DataFactory Manifesto

With years of experiences in different companies, we came to a set of opinions on how Business Intelligence / Data Science should be run in a company. We dedicate ourselves to build the best SaaS tools to implements the following principles in DataFactory:

Module-based data warehouse

Our whole conception of a data warehouse is based around a three layers design that contains modules. Each module is a set of tables.

The first set of modules is the integration layer. The purpose of this layer is to replicate and archive data sources that are external from the data warehouse. It’s the foundation where everything is built on top.

The second set of modules is the refining layers. This is where the magic happen, data from different modules are merged, consolidated, cleaned and were business rules are added. Your data gain more and more value through the layers.

The final set of modules is the presentation layer. This is where Business Analysts come to look for answers. The need of those module is therefore to be fast, simple to use and relevant.

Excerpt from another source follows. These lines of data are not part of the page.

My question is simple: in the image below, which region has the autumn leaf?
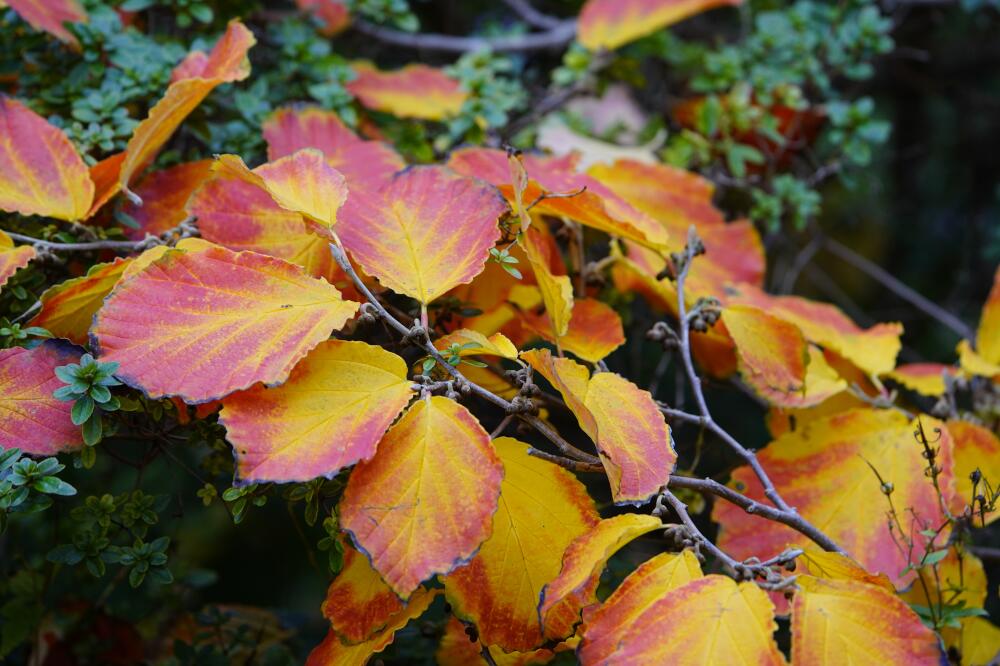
[119,20,257,198]
[577,0,740,51]
[596,575,784,666]
[538,513,663,638]
[219,340,412,483]
[523,298,625,363]
[91,246,358,403]
[725,284,903,376]
[306,588,440,666]
[577,549,702,664]
[345,62,467,120]
[0,230,37,287]
[31,258,132,345]
[322,545,410,645]
[187,160,337,281]
[712,408,954,582]
[448,148,667,250]
[340,396,503,598]
[443,437,598,652]
[337,166,507,305]
[0,95,94,222]
[521,350,677,504]
[0,340,83,456]
[6,0,87,49]
[263,106,406,190]
[792,576,946,666]
[122,160,212,240]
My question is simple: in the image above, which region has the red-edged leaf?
[0,340,83,456]
[0,95,94,221]
[336,166,507,304]
[340,396,503,598]
[91,246,358,403]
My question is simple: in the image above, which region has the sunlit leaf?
[119,20,257,201]
[6,0,87,48]
[31,258,131,345]
[538,513,663,638]
[219,340,412,483]
[340,396,503,598]
[0,230,37,287]
[521,350,677,503]
[0,95,94,221]
[0,340,83,455]
[306,588,440,666]
[337,166,507,304]
[596,575,784,666]
[91,247,358,403]
[577,0,740,51]
[346,62,467,120]
[263,106,406,189]
[577,550,702,664]
[713,408,954,582]
[443,437,598,651]
[122,160,212,240]
[322,545,412,644]
[792,576,946,666]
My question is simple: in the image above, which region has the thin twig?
[823,238,973,340]
[351,19,576,53]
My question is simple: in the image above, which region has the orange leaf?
[87,151,125,219]
[443,437,598,651]
[448,148,667,249]
[596,575,784,666]
[713,408,954,582]
[187,159,337,278]
[337,166,507,305]
[295,0,351,37]
[0,229,37,287]
[521,349,677,504]
[725,284,903,375]
[886,363,955,397]
[792,576,947,666]
[306,588,440,666]
[345,62,467,120]
[0,340,83,456]
[323,544,412,644]
[578,550,702,664]
[0,95,94,222]
[538,513,663,638]
[91,246,358,403]
[340,396,503,598]
[947,420,1000,525]
[31,258,132,345]
[263,106,406,190]
[118,20,257,197]
[524,298,625,363]
[7,0,87,48]
[219,340,412,483]
[520,228,573,344]
[577,0,740,51]
[122,160,212,240]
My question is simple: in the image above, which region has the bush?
[0,0,1000,664]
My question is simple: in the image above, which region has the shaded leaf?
[219,340,412,483]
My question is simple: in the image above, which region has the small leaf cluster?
[52,354,121,448]
[0,448,76,534]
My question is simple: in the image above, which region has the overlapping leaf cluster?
[0,0,1000,664]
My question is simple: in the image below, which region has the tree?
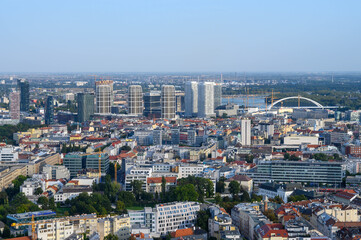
[34,187,43,195]
[228,180,241,196]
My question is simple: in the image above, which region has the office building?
[128,207,155,232]
[77,93,94,123]
[161,85,175,119]
[128,85,143,116]
[10,92,20,120]
[43,164,70,180]
[198,82,215,118]
[175,91,184,112]
[95,80,113,114]
[171,128,180,145]
[143,91,162,118]
[214,83,222,109]
[185,82,198,117]
[247,160,344,184]
[153,129,163,145]
[63,152,109,177]
[155,202,200,235]
[241,119,251,146]
[18,78,30,112]
[187,129,197,146]
[45,96,54,125]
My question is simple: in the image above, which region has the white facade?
[178,165,204,178]
[284,135,319,145]
[184,82,198,117]
[43,165,70,180]
[161,85,175,119]
[128,85,143,115]
[198,82,215,118]
[241,119,251,146]
[155,202,200,235]
[0,147,19,163]
[20,178,45,196]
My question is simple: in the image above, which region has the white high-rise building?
[161,85,175,119]
[241,119,251,146]
[128,85,143,115]
[95,80,113,114]
[198,82,215,118]
[214,83,222,109]
[185,82,198,117]
[9,92,20,120]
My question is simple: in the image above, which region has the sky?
[0,0,361,72]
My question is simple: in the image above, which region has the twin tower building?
[128,82,222,119]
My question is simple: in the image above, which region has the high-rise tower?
[77,93,94,122]
[214,83,222,109]
[128,85,143,115]
[95,80,113,114]
[185,82,198,117]
[9,92,20,120]
[198,82,215,118]
[161,85,175,119]
[45,96,54,125]
[18,78,30,112]
[241,119,251,146]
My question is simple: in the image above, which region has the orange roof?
[170,228,193,238]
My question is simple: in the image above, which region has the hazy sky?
[0,0,361,72]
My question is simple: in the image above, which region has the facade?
[147,177,177,193]
[43,165,70,180]
[18,78,30,112]
[45,96,55,125]
[247,160,344,184]
[178,165,205,178]
[95,80,113,114]
[198,82,215,118]
[77,93,94,122]
[153,129,163,145]
[0,147,19,164]
[155,202,200,235]
[10,92,20,120]
[128,85,143,116]
[171,128,180,145]
[161,85,175,119]
[143,91,162,118]
[185,82,198,117]
[128,207,156,232]
[241,119,251,146]
[63,152,109,177]
[214,83,222,109]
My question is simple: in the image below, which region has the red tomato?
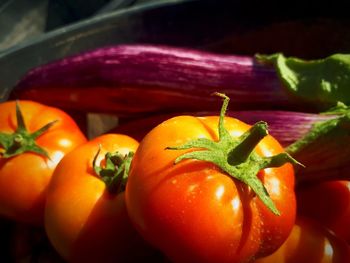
[45,134,156,262]
[255,218,350,263]
[297,181,350,244]
[126,113,296,263]
[0,101,86,225]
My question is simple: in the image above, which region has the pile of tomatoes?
[0,101,350,263]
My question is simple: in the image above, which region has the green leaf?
[256,53,350,108]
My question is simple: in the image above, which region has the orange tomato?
[0,101,86,225]
[297,181,350,244]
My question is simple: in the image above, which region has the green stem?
[92,146,134,194]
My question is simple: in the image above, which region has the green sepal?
[92,146,134,194]
[166,93,300,215]
[0,102,56,158]
[256,53,350,110]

You can think of the integration layer is more of Bill Inmom philosophy while the presentation layer is directly inspired from Ralph Kimball. We combine both approaches to take best of each.

Strongly ELT

Historically, data management is done using an ETL tool. ETL stands for Extract-Transform-Load. Data is first extracted from where it resides, then transformed with cleaning/business rules before being inserted in the data warehouse. This approach allows a strong abstraction of the data warehouse.

We use an ELT approach, meaning that we first dump everything in the data warehouse mostly untouched (call it a data lake). Then we use the power of the data warehouse to transform the data.

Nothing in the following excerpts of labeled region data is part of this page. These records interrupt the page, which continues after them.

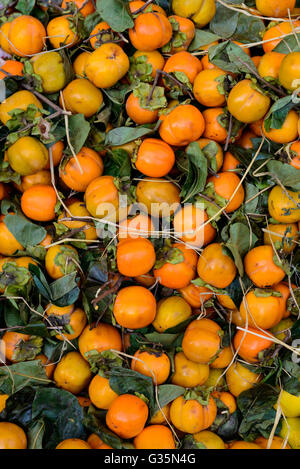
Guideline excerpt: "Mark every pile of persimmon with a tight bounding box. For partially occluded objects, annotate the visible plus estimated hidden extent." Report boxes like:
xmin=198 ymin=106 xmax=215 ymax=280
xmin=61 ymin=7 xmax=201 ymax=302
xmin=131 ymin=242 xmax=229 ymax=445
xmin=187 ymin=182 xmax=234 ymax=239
xmin=0 ymin=0 xmax=300 ymax=450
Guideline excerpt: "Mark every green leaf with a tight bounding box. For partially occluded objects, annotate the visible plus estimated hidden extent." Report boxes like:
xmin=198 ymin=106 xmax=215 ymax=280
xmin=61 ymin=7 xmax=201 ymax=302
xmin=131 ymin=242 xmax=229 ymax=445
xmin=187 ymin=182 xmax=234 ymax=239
xmin=68 ymin=114 xmax=91 ymax=154
xmin=273 ymin=33 xmax=300 ymax=54
xmin=104 ymin=149 xmax=131 ymax=179
xmin=27 ymin=419 xmax=45 ymax=449
xmin=0 ymin=360 xmax=51 ymax=395
xmin=109 ymin=367 xmax=154 ymax=409
xmin=188 ymin=29 xmax=220 ymax=52
xmin=237 ymin=384 xmax=281 ymax=441
xmin=225 ymin=222 xmax=258 ymax=277
xmin=180 ymin=142 xmax=208 ymax=202
xmin=32 ymin=388 xmax=86 ymax=449
xmin=105 ymin=122 xmax=160 ymax=147
xmin=208 ymin=41 xmax=256 ymax=73
xmin=96 ymin=0 xmax=134 ymax=32
xmin=267 ymin=160 xmax=300 ymax=191
xmin=4 ymin=214 xmax=47 ymax=247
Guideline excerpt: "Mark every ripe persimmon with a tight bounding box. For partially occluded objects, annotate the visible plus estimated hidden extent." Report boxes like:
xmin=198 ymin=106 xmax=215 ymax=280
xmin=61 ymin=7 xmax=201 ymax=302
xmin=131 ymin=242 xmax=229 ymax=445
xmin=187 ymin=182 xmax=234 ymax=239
xmin=113 ymin=286 xmax=156 ymax=329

Therefore, we leverage a lot the data warehouse and its particularities. We don’t expect you to change the data warehouse technology often anyway.

Agility

Most data warehouse project fails because they are too monolithic and start with an analysis that last for months (years?). We get it, the data warehouse is the version of the truth and it takes time to define the truth.

Thing is, the world evolves quickly and we don’t believe that there is one thing as the truth. Revenues is not the same for an accountant or a salesman for instance. The former will only believe accounting standard (and there is always non-GAAP metrics). The latter will only be interested in whatever is defined as revenue for his bonus. And, by the way, his bonus formula change for a better (i.e. more complex) formula with every new CEO.

With DataFactory, the idea is to start as quickly as possible in a sandbox. Getting real value the first day (purchasing process included) is not uncommon.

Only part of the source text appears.